Monday, April 8, 2019

“Hard, wind-scraped Wyoming”



Review of Ron Franscell’s Alice & Gerald: A Homicidal Love Story
by Robert A. Waters

Dreams come to Wyoming to die.  At least, that’s what happened to Claire Martin when her daughter, Virginia, and grandsons, Richard, 11, and Reagan, 10, vanished.  The trio had scheduled a bird hunting trip with Virginia’s former husband, Gerald Uden, but he claimed they never showed up.  A month later, Claire’s car, which Virginia had driven to the meeting, was found hidden in a ravine part-way down a cliff. 

From that day, Claire Martin’s heart died.

For decades, Claire fought with local and state authorities, urging them to search harder for her missing family.  And for decades, she longed to see Gerald arrested.  It didn’t happen during her lifetime.  Before her death at 90, Claire wrote a touching letter to her grandchildren (in case they ever returned home), expressing her love for them and their mother. 

Finally, in 2013, thirty-nine years after the disappearance and years after Claire’s death, Gerald Uden confessed to the murders.  Even though his wife, Alice, was suspected of being an accomplice, he refused to implicate her.  For his heartless, brutal crime, Gerald received a life sentence.

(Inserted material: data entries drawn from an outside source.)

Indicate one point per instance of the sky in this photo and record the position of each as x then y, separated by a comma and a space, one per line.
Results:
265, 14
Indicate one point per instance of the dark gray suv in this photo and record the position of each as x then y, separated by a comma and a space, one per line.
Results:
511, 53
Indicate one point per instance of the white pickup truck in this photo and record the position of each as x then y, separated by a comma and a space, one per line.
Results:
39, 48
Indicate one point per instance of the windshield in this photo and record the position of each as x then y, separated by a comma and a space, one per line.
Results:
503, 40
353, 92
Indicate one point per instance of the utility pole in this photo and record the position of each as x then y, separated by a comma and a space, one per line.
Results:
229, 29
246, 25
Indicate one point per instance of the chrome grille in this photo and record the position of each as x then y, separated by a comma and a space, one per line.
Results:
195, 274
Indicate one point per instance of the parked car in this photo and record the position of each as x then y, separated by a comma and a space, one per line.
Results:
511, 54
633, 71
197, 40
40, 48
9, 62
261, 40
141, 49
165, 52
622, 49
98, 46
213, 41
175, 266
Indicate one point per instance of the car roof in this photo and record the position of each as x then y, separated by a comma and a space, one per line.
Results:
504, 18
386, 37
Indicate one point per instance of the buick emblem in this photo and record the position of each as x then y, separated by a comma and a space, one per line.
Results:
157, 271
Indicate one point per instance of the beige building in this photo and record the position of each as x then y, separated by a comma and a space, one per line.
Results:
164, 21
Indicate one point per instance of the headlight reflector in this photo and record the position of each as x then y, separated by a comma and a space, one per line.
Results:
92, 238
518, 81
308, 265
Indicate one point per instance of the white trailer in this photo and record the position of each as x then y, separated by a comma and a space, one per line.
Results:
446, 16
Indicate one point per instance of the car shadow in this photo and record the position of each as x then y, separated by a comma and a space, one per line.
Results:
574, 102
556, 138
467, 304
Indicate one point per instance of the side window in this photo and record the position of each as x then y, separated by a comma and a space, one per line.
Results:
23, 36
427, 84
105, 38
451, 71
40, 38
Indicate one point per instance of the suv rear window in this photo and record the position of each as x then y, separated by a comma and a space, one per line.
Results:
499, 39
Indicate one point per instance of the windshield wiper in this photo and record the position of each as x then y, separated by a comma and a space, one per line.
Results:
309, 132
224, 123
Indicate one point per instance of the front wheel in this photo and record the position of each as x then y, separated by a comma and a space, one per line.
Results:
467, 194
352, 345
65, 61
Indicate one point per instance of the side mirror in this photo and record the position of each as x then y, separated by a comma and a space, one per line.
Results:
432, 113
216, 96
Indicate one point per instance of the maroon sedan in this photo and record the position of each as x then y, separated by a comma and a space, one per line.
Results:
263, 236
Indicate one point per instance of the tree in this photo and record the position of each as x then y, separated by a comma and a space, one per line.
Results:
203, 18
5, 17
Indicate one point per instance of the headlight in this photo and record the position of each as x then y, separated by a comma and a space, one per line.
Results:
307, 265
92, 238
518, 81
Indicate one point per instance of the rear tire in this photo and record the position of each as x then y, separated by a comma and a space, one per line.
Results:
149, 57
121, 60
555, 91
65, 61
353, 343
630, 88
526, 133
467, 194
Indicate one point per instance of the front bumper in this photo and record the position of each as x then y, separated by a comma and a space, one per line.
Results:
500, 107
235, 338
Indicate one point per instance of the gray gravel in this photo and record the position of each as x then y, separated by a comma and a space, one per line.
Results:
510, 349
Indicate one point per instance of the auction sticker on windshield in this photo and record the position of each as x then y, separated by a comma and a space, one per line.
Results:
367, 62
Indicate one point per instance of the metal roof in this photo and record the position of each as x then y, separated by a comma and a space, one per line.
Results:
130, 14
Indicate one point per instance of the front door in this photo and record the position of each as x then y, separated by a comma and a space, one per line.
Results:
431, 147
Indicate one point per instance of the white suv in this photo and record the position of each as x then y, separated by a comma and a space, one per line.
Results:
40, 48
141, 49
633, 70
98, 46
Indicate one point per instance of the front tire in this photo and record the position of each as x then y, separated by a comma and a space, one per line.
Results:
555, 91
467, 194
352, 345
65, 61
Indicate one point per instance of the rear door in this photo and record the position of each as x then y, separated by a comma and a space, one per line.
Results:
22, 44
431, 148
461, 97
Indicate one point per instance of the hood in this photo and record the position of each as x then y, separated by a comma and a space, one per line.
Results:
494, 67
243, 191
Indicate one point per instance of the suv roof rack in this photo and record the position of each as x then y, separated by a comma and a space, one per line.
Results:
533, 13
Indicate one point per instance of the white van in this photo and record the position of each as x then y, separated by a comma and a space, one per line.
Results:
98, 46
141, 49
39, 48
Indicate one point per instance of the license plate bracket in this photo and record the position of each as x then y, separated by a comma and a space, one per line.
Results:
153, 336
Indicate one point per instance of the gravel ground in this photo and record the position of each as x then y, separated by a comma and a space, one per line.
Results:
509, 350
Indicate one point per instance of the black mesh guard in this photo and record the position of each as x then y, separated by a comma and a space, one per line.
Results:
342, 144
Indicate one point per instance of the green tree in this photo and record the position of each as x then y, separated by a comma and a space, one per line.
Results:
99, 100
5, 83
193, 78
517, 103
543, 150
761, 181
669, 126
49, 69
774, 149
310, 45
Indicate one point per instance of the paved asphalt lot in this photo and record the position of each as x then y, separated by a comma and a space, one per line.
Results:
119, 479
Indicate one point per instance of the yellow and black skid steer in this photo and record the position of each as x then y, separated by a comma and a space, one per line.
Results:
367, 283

Alice, convicted of murdering one of her former husbands and dumping his body in an abandoned gold mine, was also sentenced to life in prison.

Ron Franscell is among the elite in true crime writing.  In addition to a gripping story with many bizarre twists, Alice & Gerald is a story of place, of lonesome highways and long-gone memories.

Ron told me that “in Alice & Gerald, place plays kind of a conspiratorial role.  It is, in my mind, a distinct character that aids and abets evil by giving these bad guys a place to hide their behavior and their victims.  So I wanted to bring Wyoming to vivid life, as I might for any pivotal human character.

“Wyoming is my heart-earth.  In summers I worked construction and in the oilfields with the kinds of people in the kinds of places I describe.  I know the landscape and the mindscape intimately.  It’s not only a metaphor for challenge and loneliness, but it’s also as mythic as the West’s history and as real as a rattlesnake.

“Out here, the landscape shapes us as much as we shape it.  No Manhattanite who thinks Cleveland is rural understands the endless emptiness that starts at the end of every Wyoming town’s main street…”

Ron Franscell was an Edgar Award finalist last year.  This year, Alice & Gerald should win the grand prize.